Bacteria and DNA isolation

In 2003, two E. coli strains were isolated from stool samples of a female patient and a male patient with symptom of diarrhea in Korea. To test the presence of the Shiga-like toxin genes (stx1 and stx2), the two strains were subject to PCR with the primers specific to stx1 (F′-CGTACGGGGATGCAGATAAATCGC and R′-CAGTCATTACATAAGAACGCCCAC) and stx2 (F′-GTTCTGCGTTTTGTCACTGTCAC and R′-GTCGCCAGTTATCTGACATTCTGG). These two strains were deposited at the National Culture Collection for Pathogens in Korea National Institute of Health (KNIH) and their accession numbers are NCCP15655 (from a female patient) and NCCP15656 (from a male patient). Genomic DNA was extracted using chemical and enzymatic methods as described in Molecular Cloning, A Laboratory Manual [16].

Genome sequencing, assembly and annotation

Genome Analyzer IIx of the Illumina-Solexa platform at the Biomedical Genomics Research Center of Korea Research Institute of Bioscience and Biotechnology was used for genome sequencing. 22,525,438 high-quality reads with 233-fold coverage for NCCP15655 and 27,858,714 high-quality reads with 235-fold coverage for NCCP15656 were generated from 500-bp paired-end libraries. Sequence trimming and de novo assembly were performed using CLC Genomics Workbench version 5.1 (CLC bio, Inc.) and scaffolding was carried out with SSPACE [17]. Automatic gap filling was performed using IMAGE [18] and manual gap filling was performed using CLC Genomics Workbench. Structural gene prediction was performed using Glimmer 3 [19] and functional annotation was performed using blastp against MicroScope database [20] of E. coli and Shigella species. We then employed automatic annotation using the RAST server [21] and compared it with the annotation result from MicroScope database for more accurate functional assignment. We also performed additional blastp against the subsystem database of the RAST server for the gene categorization.

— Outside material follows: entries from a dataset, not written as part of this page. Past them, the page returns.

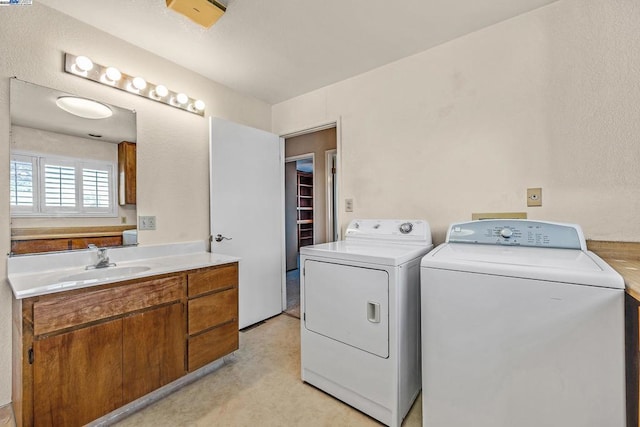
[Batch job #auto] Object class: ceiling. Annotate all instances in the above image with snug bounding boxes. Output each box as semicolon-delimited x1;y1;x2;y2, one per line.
38;0;556;104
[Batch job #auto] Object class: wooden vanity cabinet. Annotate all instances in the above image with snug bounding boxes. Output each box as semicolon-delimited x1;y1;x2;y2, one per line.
187;263;239;372
13;263;238;427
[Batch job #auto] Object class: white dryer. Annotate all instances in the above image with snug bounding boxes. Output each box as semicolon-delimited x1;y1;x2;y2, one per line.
421;220;625;427
300;219;433;426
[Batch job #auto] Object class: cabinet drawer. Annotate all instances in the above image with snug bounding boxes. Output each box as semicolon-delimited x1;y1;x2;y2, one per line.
33;275;185;336
188;263;238;296
188;288;238;335
188;321;239;371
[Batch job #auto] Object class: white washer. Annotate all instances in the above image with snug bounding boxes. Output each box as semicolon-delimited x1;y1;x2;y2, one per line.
421;220;625;427
300;219;433;426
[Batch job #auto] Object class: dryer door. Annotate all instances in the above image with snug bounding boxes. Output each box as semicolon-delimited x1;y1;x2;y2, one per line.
304;259;389;358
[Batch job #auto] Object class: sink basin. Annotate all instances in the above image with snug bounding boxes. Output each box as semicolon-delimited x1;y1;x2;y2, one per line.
60;266;150;282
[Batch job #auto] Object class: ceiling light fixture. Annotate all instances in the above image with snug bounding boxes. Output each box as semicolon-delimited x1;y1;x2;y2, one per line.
104;67;122;84
60;53;205;117
167;0;227;28
56;96;113;119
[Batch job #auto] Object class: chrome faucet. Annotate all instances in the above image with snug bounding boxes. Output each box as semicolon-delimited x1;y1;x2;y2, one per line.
86;243;116;270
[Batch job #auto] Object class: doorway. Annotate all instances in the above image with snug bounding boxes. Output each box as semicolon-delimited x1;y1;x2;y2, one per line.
283;126;338;318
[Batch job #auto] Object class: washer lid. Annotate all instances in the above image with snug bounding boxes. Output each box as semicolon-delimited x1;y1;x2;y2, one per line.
421;243;624;289
300;240;433;266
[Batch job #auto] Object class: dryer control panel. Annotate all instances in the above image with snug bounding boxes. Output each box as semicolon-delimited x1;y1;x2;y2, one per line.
447;219;587;250
345;219;431;245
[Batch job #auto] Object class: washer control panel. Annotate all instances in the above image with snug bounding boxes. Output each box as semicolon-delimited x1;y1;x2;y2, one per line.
447;219;587;250
345;219;431;244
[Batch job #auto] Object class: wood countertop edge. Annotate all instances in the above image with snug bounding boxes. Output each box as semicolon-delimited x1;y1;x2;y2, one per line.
587;240;640;302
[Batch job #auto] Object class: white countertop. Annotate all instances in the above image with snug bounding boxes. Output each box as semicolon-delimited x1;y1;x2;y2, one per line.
7;242;240;299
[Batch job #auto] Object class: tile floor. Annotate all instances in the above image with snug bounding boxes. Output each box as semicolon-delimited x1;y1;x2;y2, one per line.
0;313;422;427
116;314;422;427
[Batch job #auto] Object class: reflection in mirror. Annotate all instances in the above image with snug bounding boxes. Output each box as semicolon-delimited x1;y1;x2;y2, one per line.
9;78;137;255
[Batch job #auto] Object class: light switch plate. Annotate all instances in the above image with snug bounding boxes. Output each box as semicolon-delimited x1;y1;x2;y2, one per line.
344;199;353;212
527;188;542;206
138;216;156;230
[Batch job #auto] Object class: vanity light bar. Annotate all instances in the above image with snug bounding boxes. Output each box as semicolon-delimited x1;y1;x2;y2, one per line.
64;53;205;117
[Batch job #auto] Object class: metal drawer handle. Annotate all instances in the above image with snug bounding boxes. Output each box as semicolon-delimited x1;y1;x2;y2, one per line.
367;301;380;323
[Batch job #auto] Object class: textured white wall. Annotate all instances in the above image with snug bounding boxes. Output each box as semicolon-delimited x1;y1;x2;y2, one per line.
273;0;640;246
0;2;271;405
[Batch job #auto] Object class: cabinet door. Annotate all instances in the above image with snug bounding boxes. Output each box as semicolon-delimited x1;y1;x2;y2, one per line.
123;303;186;403
118;141;136;205
33;319;123;426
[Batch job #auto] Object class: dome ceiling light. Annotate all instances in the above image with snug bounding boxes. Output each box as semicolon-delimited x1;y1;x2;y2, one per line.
56;96;113;120
58;53;206;118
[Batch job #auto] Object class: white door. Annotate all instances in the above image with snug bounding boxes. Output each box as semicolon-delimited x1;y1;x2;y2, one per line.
209;117;285;328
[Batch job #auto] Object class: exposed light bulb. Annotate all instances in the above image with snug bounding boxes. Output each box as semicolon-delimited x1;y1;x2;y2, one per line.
176;93;189;104
155;85;169;98
76;55;93;73
104;67;122;82
132;77;147;90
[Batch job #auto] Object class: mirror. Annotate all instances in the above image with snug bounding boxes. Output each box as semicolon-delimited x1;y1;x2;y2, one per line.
9;78;137;255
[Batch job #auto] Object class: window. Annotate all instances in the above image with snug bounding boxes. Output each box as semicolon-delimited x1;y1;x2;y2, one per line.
10;153;117;217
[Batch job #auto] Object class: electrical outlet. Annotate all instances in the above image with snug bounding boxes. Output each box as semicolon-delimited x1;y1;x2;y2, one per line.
344;199;353;212
527;188;542;206
138;216;156;230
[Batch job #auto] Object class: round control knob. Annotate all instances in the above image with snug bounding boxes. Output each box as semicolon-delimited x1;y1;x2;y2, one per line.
500;228;513;239
400;222;413;234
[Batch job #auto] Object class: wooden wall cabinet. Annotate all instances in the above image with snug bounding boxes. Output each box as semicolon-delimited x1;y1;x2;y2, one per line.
118;141;136;205
296;171;313;249
13;263;238;426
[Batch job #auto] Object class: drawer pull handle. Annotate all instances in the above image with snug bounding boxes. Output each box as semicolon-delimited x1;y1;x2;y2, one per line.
367;301;380;323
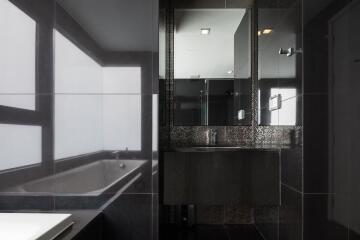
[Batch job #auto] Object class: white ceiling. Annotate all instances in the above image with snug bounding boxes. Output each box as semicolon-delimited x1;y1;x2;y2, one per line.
174;9;246;78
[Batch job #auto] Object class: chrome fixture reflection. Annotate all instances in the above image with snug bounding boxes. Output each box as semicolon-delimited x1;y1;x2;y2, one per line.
207;129;217;145
279;48;302;57
269;94;282;111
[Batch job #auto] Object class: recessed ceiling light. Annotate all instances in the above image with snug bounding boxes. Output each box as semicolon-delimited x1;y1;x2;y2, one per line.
262;28;273;35
200;28;210;35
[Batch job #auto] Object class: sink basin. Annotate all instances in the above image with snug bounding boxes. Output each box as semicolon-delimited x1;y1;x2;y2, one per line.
0;213;73;240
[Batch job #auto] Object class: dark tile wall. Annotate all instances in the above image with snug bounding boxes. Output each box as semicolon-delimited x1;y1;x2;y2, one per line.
303;0;360;240
255;0;304;240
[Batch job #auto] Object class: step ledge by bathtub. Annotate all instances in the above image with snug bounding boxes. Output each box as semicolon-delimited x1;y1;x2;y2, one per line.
0;213;74;240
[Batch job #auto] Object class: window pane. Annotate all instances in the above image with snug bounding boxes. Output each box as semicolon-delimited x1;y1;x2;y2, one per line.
0;0;36;110
0;124;41;171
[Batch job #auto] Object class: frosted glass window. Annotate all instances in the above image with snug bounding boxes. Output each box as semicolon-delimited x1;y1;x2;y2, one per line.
0;0;36;110
103;67;141;94
54;30;102;93
0;124;41;171
55;94;103;159
103;95;141;150
152;94;159;151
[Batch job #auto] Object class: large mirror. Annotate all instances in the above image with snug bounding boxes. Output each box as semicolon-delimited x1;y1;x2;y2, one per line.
174;8;252;126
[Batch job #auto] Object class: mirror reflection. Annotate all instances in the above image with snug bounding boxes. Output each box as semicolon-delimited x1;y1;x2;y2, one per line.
174;9;251;126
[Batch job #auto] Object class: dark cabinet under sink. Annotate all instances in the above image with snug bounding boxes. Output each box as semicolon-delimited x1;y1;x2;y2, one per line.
163;150;280;205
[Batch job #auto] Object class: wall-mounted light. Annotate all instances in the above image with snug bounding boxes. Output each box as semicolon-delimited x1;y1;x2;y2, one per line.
200;28;210;35
258;28;274;36
262;28;273;35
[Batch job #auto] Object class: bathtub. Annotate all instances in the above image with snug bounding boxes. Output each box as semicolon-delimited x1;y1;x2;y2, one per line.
7;159;147;197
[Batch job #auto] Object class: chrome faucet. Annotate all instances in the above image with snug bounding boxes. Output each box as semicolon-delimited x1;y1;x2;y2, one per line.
112;150;121;160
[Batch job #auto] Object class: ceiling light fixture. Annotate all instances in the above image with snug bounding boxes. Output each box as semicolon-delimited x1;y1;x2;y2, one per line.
200;28;210;35
262;28;273;35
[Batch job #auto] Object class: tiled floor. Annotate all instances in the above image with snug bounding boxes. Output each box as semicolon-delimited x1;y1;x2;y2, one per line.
160;225;263;240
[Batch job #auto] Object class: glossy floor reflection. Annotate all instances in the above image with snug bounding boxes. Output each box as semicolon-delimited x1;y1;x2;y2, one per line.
160;225;263;240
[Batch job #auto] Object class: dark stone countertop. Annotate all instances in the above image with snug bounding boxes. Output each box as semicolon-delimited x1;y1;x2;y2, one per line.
163;145;291;153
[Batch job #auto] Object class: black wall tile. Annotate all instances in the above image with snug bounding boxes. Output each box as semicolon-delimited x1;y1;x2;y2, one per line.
279;186;303;240
303;95;329;193
281;146;303;192
103;194;153;240
304;194;348;240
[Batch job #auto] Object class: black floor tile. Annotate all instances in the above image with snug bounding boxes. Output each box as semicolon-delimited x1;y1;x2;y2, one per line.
160;225;262;240
225;225;263;240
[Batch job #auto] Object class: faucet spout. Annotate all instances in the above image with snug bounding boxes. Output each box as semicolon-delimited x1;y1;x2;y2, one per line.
112;150;121;160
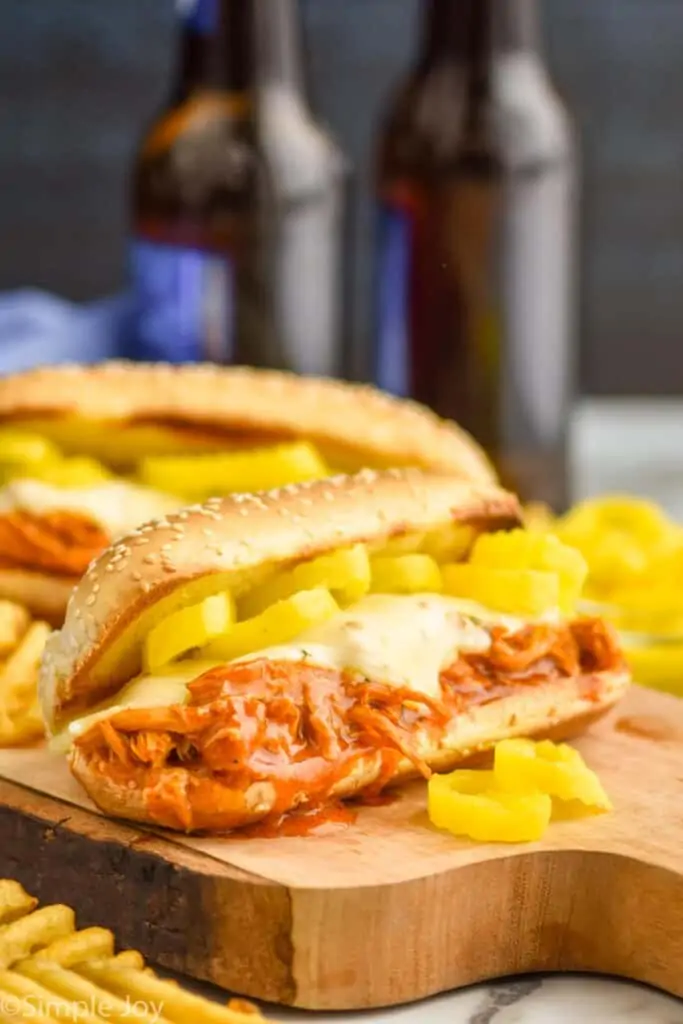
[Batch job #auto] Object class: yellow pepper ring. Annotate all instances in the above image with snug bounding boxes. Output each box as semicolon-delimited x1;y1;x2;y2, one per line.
427;770;552;843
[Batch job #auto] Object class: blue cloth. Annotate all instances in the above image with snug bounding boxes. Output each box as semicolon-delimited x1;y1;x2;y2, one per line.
0;288;131;374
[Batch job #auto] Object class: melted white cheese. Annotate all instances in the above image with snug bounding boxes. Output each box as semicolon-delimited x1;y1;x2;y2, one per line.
51;594;559;750
0;479;180;540
49;659;219;751
232;594;490;696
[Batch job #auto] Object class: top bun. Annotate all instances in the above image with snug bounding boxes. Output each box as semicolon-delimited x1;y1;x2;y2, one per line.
0;361;497;483
39;469;521;731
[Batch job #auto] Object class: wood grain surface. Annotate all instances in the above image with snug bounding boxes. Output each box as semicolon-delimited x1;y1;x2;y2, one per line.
0;687;683;1010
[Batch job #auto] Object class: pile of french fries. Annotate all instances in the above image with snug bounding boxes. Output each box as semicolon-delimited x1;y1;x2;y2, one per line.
0;601;50;746
0;880;264;1024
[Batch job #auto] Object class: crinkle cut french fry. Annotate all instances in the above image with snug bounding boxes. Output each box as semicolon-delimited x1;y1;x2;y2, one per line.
0;971;96;1024
0;988;54;1024
37;928;114;967
0;880;266;1024
112;949;148;971
0;699;45;746
0;879;38;931
0;622;51;699
0;903;75;970
0;601;31;657
79;964;264;1024
15;959;166;1024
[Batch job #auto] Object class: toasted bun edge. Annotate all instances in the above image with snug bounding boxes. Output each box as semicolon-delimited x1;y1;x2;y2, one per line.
0;360;497;482
69;673;629;828
39;470;521;728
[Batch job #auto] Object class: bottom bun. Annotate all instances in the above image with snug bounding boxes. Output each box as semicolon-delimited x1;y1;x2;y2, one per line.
0;569;76;626
70;672;630;833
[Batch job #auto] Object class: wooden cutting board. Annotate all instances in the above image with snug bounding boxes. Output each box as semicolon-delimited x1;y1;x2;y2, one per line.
0;687;683;1010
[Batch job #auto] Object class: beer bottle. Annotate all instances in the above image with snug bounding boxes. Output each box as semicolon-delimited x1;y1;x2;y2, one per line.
374;0;577;511
256;0;349;377
127;0;281;366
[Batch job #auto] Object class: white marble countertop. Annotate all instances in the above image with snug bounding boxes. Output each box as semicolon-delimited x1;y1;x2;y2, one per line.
194;399;683;1024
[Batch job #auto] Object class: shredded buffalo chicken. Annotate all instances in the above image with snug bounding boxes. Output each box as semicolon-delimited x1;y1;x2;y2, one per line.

Gene clustering and phylogenetic tree construction

Core gene set of 71 genomes (60 E. coli strains, 10 Shigella strains, and 1 Escherichia fergusonii) was identified using OrthoMCL (version 2.0.3) [22] with parameters of e-value ≤ 1E-5, identity ≥ 85%, and coverage ≥ 80% [23]. Duplicated genes were excluded from the core gene set. 1,273 core genes were used for the phylogenetic tree construction. Amino-acid sequences of each core gene were aligned with MUSCLE (version 3.6) [24] and converted to phylip format after concatenation of all core genes. A maximum likelihood tree was constructed using PhyML (version 2.4.5) [25] with JTT evolutionary model [26].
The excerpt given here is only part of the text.